Because it was so well received and successful with patients, Johanna’s new program gained physician support. Patient satisfaction scores—so vital to modern reimbursement—increased significantly.
“It was this super simple idea I was able to scale up quickly and successfully using lessons learned in the classroom at Kelley,” said Johanna. “It involved a lot of high-level application of business concepts to get this rolling, but at the end of the day, it had a huge impact on patient outcomes as well as patient satisfaction. Several patients who would’ve ended up on nutrition support with a feeding tube were able to meet their nutrition needs through these shakes alone.”
As healthcare providers learn the various aspects of business, they may not apply every lesson in their day-to-day jobs, but Chrissy says the holistic approach has been crucial to understanding how her decisions fit into the wider picture—because now she knows how the organization works from the inside out.
“I feel confident about managing financial responsibility at the management level because I had excellent training in finance at Kelley,” she said. “Finance was a challenging but fun course because I grabbed the bull by the horns: It was probably the hardest lesson I learned.”
Johanna says her Kelley business degree has helped her approach and think about healthcare differently by balancing what she knows about patient care with what she’s learned about being an effective decision-maker.
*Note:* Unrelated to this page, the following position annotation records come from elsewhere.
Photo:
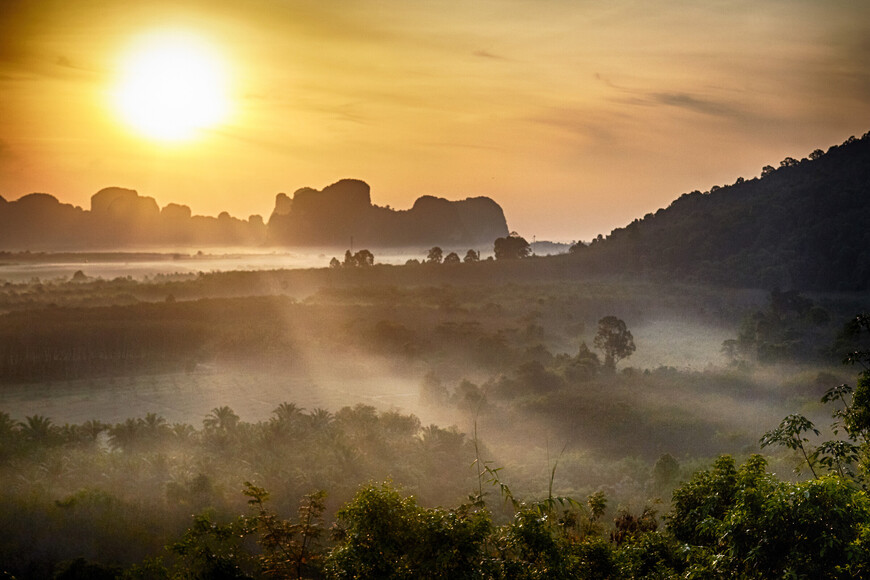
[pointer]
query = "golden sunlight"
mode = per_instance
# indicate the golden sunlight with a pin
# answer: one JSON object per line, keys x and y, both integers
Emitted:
{"x": 171, "y": 87}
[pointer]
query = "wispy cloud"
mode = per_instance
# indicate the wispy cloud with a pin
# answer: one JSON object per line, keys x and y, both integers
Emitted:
{"x": 489, "y": 55}
{"x": 695, "y": 104}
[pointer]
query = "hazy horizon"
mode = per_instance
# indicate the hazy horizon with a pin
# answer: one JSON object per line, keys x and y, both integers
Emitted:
{"x": 575, "y": 118}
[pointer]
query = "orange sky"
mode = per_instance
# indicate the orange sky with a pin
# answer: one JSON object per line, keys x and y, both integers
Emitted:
{"x": 575, "y": 116}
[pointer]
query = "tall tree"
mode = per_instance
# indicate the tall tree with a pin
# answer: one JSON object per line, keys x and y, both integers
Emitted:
{"x": 614, "y": 340}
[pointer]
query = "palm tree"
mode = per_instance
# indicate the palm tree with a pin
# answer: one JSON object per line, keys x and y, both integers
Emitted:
{"x": 222, "y": 418}
{"x": 123, "y": 435}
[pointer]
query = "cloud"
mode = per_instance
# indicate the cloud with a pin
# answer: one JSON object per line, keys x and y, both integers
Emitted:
{"x": 695, "y": 104}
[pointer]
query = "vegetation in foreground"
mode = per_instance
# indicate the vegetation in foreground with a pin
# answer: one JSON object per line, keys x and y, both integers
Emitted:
{"x": 727, "y": 521}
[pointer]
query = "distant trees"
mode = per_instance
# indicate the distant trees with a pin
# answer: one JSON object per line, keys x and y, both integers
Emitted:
{"x": 452, "y": 258}
{"x": 360, "y": 259}
{"x": 578, "y": 246}
{"x": 614, "y": 340}
{"x": 512, "y": 247}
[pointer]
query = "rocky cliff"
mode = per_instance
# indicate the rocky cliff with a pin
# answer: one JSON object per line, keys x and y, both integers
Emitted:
{"x": 344, "y": 210}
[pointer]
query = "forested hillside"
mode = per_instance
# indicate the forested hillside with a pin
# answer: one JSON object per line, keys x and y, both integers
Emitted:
{"x": 802, "y": 225}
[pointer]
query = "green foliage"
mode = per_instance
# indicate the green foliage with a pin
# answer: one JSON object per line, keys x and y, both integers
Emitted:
{"x": 614, "y": 340}
{"x": 382, "y": 535}
{"x": 289, "y": 550}
{"x": 744, "y": 522}
{"x": 512, "y": 247}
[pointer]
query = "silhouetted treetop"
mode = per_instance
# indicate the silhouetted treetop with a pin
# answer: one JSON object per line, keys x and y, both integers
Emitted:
{"x": 801, "y": 225}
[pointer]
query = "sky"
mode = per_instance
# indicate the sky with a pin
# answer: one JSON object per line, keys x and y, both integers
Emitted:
{"x": 575, "y": 116}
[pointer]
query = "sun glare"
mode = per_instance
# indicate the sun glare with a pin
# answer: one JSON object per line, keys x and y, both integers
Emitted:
{"x": 172, "y": 87}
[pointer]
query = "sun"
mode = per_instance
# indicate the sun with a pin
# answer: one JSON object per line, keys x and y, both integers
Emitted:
{"x": 171, "y": 87}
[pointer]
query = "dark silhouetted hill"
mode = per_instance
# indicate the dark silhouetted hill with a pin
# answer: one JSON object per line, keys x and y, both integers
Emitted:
{"x": 118, "y": 218}
{"x": 121, "y": 218}
{"x": 344, "y": 209}
{"x": 803, "y": 225}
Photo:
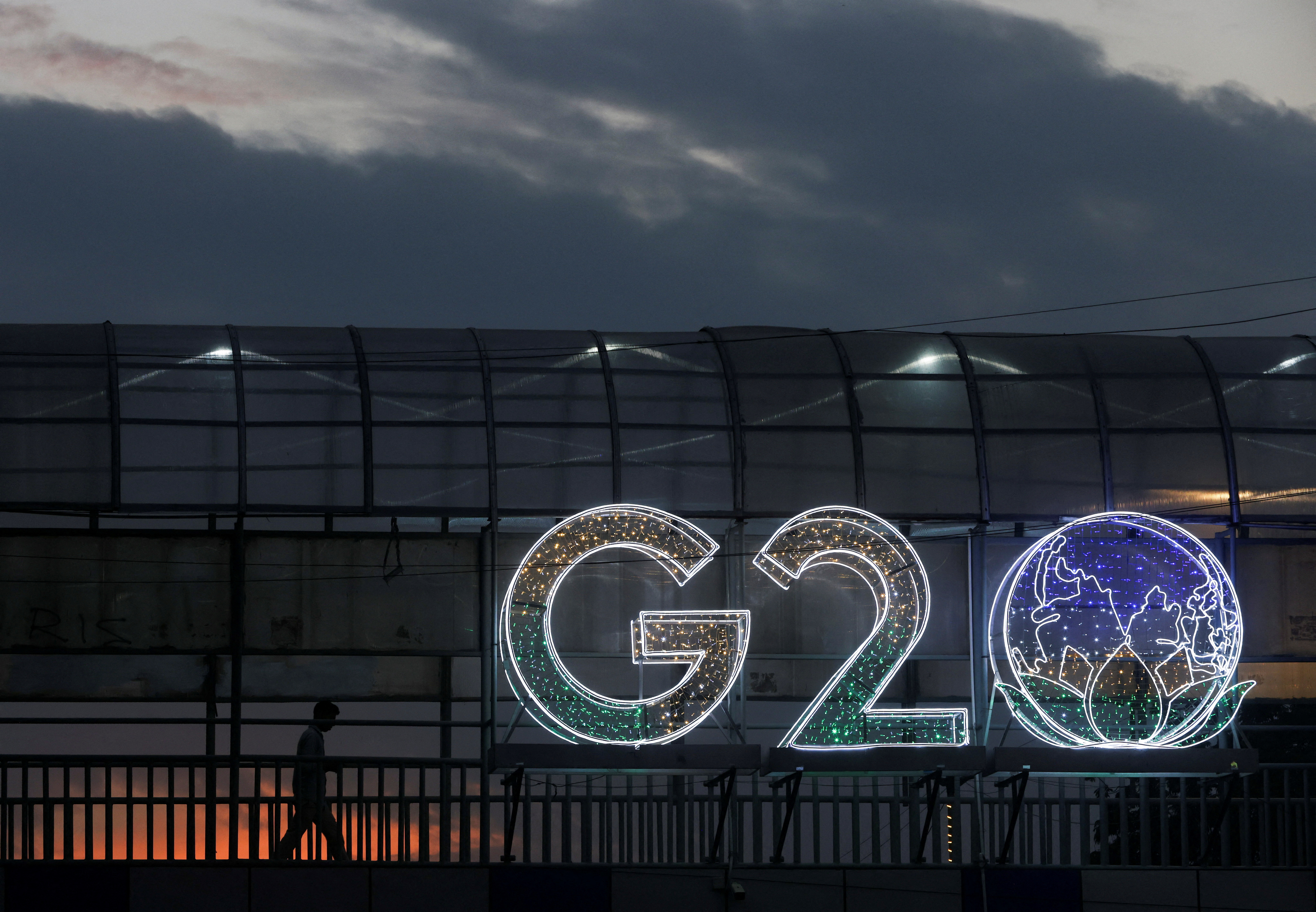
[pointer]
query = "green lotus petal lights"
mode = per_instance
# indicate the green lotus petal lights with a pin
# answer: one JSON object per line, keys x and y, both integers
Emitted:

She considers these traits critical in today’s healthcare leaders.
“As we think about where healthcare is and where it’s going, our success will come from having people at the helm who know how to balance budgets and create operational efficiencies,” she said. “It will be led by people who are trained to consider healthcare through a business lens while simultaneously having compassion and the clinical understanding of what quality care needs to look like.”